The guardrails exist to:

  • Protect the integrity of core Christian claims
  • Prevent faith from collapsing into meaninglessness
  • Maintain continuity with historic Christianity
  • Ground belief in something transcendent rather than merely personal preference

Understanding these boundaries doesn’t trap you—it frees you to explore, question, and innovate within a coherent framework rather than stumbling in the dark.

Recognizing Christianity’s Shortcomings

Deeply knowing Christian fundamentals also means acknowledging where the tradition has failed, where it’s been complicit in harm, and where human interpretation has obscured divine truth. You can’t reform what you don’t understand.

Christianity’s history includes crusades, slavery justifications, oppression of women, colonialism, and abuse. Faithful critique requires knowing how Scripture was misused, how power corrupted the church, and where theological error enabled injustice. This knowledge empowers you to break free from toxic patterns while maintaining what’s redemptive.

Claiming Your Artistic Liberty

Once you know the rules, you earn the right to break them effectively. You can challenge legalism because you understand grace. You can question tradition because you’ve studied its origins. You can reimagine worship because you comprehend its purpose.

Artistic liberty in Christianity means:

  • Expressing faith in culturally relevant ways without abandoning core truths
  • Questioning interpretations that harm rather than heal
  • Creating new theological language for ancient truths
  • Challenging power structures while honoring Christ’s teachings
  • Innovating in worship, community, and practice

This isn’t rebellion for rebellion’s sake—it’s reformation rooted in knowledge. The most effective reformers throughout church history, from Paul to Luther to Dorothy Day, knew Christian fundamentals intimately before they challenged the status quo.

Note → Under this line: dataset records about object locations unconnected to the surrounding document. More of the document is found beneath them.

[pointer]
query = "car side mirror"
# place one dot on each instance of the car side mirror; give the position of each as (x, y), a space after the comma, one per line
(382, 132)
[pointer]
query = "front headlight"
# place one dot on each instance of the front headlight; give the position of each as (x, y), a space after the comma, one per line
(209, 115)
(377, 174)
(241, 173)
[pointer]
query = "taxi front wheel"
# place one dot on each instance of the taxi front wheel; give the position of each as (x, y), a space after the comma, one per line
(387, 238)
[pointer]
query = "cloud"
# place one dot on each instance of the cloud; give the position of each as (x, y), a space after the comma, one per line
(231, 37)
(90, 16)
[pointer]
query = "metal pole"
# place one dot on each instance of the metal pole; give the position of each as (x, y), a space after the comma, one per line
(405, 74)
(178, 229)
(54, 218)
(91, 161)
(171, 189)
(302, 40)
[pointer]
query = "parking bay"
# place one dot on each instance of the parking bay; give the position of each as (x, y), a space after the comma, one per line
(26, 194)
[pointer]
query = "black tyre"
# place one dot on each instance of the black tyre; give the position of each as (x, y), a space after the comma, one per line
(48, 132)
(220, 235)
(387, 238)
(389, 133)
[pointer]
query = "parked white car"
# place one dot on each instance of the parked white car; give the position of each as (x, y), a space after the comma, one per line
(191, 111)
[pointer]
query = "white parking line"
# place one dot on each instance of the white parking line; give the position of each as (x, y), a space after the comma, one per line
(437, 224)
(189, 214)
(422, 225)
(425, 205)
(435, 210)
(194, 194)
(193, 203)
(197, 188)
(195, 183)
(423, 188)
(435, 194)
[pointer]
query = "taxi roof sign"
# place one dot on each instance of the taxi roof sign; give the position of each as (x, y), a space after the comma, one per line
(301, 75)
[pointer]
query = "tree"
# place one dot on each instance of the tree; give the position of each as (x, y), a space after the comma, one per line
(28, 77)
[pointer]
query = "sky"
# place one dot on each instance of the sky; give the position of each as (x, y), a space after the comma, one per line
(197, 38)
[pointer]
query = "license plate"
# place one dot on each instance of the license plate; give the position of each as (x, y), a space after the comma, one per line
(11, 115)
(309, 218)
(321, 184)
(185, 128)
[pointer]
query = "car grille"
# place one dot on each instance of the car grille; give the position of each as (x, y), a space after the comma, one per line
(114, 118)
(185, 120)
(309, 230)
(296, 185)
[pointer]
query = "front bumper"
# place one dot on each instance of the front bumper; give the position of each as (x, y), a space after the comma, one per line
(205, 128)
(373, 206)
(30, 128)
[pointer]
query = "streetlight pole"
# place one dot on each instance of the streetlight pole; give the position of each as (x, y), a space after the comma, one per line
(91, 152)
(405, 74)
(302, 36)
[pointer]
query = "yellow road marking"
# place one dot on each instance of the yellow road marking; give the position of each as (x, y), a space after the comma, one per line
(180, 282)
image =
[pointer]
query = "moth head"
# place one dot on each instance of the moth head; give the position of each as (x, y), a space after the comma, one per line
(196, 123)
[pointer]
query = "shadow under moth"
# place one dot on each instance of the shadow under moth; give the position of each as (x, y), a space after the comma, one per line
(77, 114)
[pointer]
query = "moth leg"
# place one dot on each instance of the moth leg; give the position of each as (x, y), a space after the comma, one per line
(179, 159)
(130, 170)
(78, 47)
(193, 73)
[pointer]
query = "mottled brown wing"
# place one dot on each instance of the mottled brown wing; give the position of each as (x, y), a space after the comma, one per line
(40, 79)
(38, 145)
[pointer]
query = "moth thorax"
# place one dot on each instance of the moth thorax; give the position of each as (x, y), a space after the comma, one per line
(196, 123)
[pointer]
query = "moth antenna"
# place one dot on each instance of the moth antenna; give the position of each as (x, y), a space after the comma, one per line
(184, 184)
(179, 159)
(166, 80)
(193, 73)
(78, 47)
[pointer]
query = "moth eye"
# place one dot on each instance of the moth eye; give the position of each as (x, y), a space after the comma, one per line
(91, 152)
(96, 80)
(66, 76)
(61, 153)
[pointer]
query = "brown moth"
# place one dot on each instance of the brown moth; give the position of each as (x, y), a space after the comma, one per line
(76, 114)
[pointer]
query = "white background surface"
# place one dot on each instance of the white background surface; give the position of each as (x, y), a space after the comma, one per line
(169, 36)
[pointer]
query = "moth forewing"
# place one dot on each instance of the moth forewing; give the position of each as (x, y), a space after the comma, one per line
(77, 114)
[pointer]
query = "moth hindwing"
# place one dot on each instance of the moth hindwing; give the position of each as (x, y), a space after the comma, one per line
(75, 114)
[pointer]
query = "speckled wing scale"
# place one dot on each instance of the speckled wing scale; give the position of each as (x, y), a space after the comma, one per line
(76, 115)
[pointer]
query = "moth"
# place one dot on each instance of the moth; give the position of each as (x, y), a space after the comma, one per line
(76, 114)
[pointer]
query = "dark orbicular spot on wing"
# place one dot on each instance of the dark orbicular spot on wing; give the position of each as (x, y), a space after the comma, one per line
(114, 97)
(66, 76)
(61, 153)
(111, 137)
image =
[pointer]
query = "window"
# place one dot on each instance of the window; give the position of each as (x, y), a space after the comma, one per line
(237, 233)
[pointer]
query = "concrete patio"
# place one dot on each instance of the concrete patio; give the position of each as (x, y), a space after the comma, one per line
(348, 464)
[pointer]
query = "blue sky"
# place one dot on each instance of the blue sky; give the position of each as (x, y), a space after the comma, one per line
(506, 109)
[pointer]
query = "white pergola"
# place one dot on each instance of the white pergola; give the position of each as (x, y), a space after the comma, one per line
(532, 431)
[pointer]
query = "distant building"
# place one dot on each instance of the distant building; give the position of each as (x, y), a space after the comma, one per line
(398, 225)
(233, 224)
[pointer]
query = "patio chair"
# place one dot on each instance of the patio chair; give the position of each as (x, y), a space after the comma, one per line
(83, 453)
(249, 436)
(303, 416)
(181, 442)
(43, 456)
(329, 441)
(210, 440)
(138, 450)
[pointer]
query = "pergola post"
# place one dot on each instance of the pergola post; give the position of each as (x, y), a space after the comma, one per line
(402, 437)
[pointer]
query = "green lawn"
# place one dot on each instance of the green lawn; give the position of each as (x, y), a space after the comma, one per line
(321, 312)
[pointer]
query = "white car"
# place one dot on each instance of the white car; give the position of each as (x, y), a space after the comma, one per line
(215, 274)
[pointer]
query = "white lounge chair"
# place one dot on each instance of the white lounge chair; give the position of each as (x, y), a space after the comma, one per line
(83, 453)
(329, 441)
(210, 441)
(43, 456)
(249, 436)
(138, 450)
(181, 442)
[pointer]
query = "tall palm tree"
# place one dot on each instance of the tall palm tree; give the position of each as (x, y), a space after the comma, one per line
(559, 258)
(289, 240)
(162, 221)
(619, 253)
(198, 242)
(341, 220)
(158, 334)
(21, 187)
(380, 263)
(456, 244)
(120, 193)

The Path of Informed Faith

Christianity needs people who know it well enough to break it open, to peel away toxic layers, to reclaim what’s been lost, and to imagine what’s possible. But that work requires foundation, not just frustration.

Learn the rules. Master the fundamentals. Understand the guardrails, acknowledge the shortcomings, and then—only then—claim your artistic liberty to break them effectively.


Ready to deepen your understanding of Christianity? Start by studying the Gospels, exploring church history, and engaging with diverse theological perspectives—not to conform, but to transform.